A taxa de sucesso da sondagem anda habitualmente entre os 80 e os 90%. Nos casos de recorrência dos sintomas pode efectuar-se nova sondagem 3 a 6 meses depois da primeira, ou então proceder-se a uma entubação bicanalicular. Esta entubação consiste na introdução de um tubo de silicone em ambos os canais lacrimais que se juntam na fossa nasal onde ficam fixados. Existem também sistemas de entubação de apenas um dos canais (“Monoca”) e sistemas de dilatação do canal lacrimo-nasal no seu ponto de estenose (“LacriCATH”). Nos casos de persistência ou recorrência, e nos casos em que há dacriocistites de repetição o tratamento consiste na dacriocistorrinostomia (DCR).

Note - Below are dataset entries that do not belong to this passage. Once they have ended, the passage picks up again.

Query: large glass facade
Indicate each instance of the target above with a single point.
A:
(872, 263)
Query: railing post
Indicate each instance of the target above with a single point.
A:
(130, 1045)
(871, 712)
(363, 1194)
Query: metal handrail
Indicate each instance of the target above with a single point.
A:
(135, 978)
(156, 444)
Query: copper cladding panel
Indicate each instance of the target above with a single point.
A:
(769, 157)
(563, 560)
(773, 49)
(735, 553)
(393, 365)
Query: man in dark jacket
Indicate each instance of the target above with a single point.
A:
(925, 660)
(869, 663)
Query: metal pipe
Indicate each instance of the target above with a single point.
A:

Outras causas de epifora na criança.
Ausência de pontos lacrimais.
É uma situação rara em que os canais lacrimais não estão patentes, não se exteriorizando no bordo da pálpebra. Por vezes estão obstruídos apenas por uma estrutura membranosa muito fina que é facilmente rompida; outras vezes exige uma intervenção mais complexa para proceder à sua abertura.
Fístula congénita
Consiste num trajecto fistuloso entre o saco lacrimal e a pele, ou entre o canalículo comum (resultante da junção entre o canalículo superior e inferior antes de desaguar no saco lacrimal) e apele. Nestes casos pode observar-se um pequeno orifício na pele com a saída espontânea de lágrima, muco ou pus. Pode necessitar de correcção cirúrgica.